Le Premier ministre israélien Benjamin Netanyahu a approuvé un plan de 108 milliards de dollars sur la prochaine décennie pour développer une industrie de munitions indépendante. L'annonce, faite au milieu de restrictions internationales sur les armes, vise à réduire la dépendance d'Israël envers les fournisseurs étrangers. Elle précède la prochaine réunion de Netanyahu avec le président américain Donald Trump pour discuter de la gouvernance de Gaza.
Mercredi, lors d'une cérémonie de remise de diplômes de pilotes de l'armée de l'air israélienne, le Premier ministre Benjamin Netanyahu a révélé une importante initiative pour renforcer l'autosuffisance d'Israël en matière de production de défense. « J'ai approuvé, avec le ministre de la Défense et le ministre des Finances, une somme de 350 milliards de NIS [108 milliards de dollars] sur la prochaine décennie pour construire une industrie de munitions israélienne indépendante », a-t-il déclaré, selon le Times of Israel.
Netanyahu a souligné la nécessité de « réduire notre dépendance envers tous les acteurs, y compris les amis », citant les restrictions imposées par divers pays sur les ventes d'armes à Israël.
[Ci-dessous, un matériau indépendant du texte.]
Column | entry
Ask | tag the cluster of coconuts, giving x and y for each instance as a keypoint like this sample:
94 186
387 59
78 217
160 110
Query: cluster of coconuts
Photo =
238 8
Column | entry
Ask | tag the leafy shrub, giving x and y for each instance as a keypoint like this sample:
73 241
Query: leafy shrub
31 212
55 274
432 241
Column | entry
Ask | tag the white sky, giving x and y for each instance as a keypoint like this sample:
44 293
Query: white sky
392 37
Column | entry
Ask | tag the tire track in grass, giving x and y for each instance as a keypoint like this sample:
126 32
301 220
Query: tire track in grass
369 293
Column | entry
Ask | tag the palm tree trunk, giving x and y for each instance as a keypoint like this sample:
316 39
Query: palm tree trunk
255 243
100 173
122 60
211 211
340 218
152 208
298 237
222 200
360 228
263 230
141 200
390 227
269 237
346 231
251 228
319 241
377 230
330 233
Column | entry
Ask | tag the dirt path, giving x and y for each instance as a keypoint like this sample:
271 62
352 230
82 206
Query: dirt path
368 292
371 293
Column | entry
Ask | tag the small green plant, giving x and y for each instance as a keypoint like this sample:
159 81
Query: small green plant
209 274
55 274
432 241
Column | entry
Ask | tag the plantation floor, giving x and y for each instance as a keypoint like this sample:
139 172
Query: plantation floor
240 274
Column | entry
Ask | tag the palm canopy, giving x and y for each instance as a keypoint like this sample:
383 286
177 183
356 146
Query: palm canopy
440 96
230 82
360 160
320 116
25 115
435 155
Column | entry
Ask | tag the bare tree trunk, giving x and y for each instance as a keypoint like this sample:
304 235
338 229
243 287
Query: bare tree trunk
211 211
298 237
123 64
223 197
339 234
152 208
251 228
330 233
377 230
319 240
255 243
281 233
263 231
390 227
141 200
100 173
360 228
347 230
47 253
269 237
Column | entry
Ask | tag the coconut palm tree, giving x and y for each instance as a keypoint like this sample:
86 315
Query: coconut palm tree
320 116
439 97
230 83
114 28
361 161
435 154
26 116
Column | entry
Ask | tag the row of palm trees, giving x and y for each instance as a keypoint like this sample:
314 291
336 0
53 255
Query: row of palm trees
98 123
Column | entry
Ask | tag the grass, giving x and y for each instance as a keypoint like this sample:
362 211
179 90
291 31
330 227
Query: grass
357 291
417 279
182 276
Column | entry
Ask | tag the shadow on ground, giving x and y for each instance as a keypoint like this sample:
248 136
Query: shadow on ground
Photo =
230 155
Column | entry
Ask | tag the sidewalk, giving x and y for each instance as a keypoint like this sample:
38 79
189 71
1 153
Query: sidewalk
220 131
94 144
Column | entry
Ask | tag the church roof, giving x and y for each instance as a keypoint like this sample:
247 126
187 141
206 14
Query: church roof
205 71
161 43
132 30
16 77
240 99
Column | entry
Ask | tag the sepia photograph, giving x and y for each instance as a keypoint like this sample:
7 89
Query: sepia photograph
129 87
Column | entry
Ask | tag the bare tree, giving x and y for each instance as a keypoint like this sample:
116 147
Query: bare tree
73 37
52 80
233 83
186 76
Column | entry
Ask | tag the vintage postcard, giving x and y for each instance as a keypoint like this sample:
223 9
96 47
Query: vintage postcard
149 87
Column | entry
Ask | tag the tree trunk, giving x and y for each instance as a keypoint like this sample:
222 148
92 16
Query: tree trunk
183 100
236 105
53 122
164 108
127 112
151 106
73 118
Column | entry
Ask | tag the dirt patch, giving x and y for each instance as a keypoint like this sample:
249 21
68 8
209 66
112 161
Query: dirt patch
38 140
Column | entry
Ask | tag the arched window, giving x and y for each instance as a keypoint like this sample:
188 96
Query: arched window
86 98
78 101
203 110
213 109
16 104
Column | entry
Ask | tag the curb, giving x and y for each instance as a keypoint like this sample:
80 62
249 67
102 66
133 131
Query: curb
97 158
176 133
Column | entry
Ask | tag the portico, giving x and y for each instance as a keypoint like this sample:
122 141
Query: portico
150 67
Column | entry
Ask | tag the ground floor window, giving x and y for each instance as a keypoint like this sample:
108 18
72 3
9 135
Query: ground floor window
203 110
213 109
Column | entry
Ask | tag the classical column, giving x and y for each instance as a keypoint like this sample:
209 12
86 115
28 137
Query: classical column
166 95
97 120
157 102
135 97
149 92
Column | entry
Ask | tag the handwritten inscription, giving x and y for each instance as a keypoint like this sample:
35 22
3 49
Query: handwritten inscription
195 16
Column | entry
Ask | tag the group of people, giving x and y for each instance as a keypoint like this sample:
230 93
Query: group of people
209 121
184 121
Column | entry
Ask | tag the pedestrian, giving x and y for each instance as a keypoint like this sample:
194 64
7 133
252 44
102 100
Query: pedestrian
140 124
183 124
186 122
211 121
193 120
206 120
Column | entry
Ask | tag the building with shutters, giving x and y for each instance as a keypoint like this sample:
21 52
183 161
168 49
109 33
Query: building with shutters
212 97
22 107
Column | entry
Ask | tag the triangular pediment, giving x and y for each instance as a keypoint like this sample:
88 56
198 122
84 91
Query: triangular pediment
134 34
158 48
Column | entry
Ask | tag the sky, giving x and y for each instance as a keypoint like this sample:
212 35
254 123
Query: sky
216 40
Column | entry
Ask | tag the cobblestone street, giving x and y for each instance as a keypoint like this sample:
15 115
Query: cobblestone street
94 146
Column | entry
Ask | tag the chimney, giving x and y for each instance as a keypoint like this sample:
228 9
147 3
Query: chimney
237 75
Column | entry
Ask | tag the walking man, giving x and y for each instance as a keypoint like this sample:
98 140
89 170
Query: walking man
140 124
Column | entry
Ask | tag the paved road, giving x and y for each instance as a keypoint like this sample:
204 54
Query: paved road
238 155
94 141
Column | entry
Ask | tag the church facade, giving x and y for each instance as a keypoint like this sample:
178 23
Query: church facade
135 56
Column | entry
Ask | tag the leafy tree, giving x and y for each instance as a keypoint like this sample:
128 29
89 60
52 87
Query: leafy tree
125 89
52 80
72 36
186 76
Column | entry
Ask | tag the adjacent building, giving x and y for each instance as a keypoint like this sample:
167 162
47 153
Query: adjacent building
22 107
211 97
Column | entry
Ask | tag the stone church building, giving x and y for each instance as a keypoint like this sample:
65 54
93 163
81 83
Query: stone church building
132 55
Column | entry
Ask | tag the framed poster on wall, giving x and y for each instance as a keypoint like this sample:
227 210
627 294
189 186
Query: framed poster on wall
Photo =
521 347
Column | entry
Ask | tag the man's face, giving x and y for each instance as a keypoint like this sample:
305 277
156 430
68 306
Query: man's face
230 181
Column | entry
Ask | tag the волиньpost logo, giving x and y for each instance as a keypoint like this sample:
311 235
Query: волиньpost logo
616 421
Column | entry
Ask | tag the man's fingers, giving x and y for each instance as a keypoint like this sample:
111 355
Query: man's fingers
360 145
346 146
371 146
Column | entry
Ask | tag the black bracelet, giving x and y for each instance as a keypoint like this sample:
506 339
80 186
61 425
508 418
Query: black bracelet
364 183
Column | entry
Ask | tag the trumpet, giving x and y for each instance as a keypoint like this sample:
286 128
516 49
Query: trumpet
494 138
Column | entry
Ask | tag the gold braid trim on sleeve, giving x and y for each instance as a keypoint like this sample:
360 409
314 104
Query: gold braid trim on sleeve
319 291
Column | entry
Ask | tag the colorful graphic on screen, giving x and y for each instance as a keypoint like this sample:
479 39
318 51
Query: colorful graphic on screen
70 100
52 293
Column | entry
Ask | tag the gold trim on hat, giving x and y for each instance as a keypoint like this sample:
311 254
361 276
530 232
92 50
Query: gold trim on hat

Celles-ci incluent la Belgique, la France, l'Italie, le Japon, les Pays-Bas, la Slovénie, l'Espagne, le Royaume-Uni et les États-Unis sous l'administration de l'ancien président Joe Biden. Ces mesures ont été particulièrement difficiles depuis le début de la guerre contre le Hamas le 7 octobre 2023.
Le timing coïncide avec la cinquième réunion de Netanyahu avec le président Trump depuis janvier, prévue lundi à Mar-a-Lago. Les discussions porteront sur une nouvelle entité de gouvernance proposée pour Gaza, soutenue par un Conseil de la Paix dirigé par Trump avec l'ancien envoyé de l'ONU Nickolay Mladenov sur le terrain. L'envoyé spécial Steve Witkoff et Jared Kushner coordonnent avec des partenaires arabes et la Turquie la deuxième phase du cessez-le-feu, qui implique le désarmement du Hamas et la démilitarisation de la bande de Gaza.
Israël est le huitième plus grand exportateur d'armes au monde, avec 15 milliards de dollars de ventes en 2024, mais a dépendu d'importations pour les munitions. Netanyahu a auparavant plaidé pour une moindre dépendance vis-à-vis des équipements étrangers, décrivant un jour le secteur de la défense israélien comme visant à devenir une « super-Sparte » — un commentaire qu'il a ensuite clarifié comme ne s'appliquant qu'à l'industrie militaire.
Des avancées comme le système laser Iron Beam, développé avec Rafael Defense Industries et Lockheed Martin, soulignent ce virage. Prévoyé pour livraison fin du mois, il intercepte les menaces pour environ 2 dollars chacune, bien moins cher que les missiles Iron Dome coûtant de 100 000 à 1 million de dollars. La technologie est partagée avec le programme d'énergie dirigée de l'armée américaine.
L'aide américaine s'élève à 3,3 milliards de dollars par an pour l'achat d'équipements américains, plus 500 millions de dollars pour la défense antimissile conjointe. Les partisans soutiennent qu'elle dissuade les menaces de l'Iran et du Hezbollah tout en bénéficiant aux emplois et à la technologie américaine grâce à des tests en conditions réelles. Cependant, des législateurs bipartisans américains comme Marjorie Taylor Greene, Thomas Massie, Ilhan Omar, Rashida Tlaib, Summer Lee et Al Green ont poussé à réduire le financement, y compris un amendement raté en juillet pour couper 500 millions de dollars à Iron Dome. En Israël, certains s'opposent à l'aide, la voyant comme une contrainte sur l'autonomie militaire et une source de pression politique.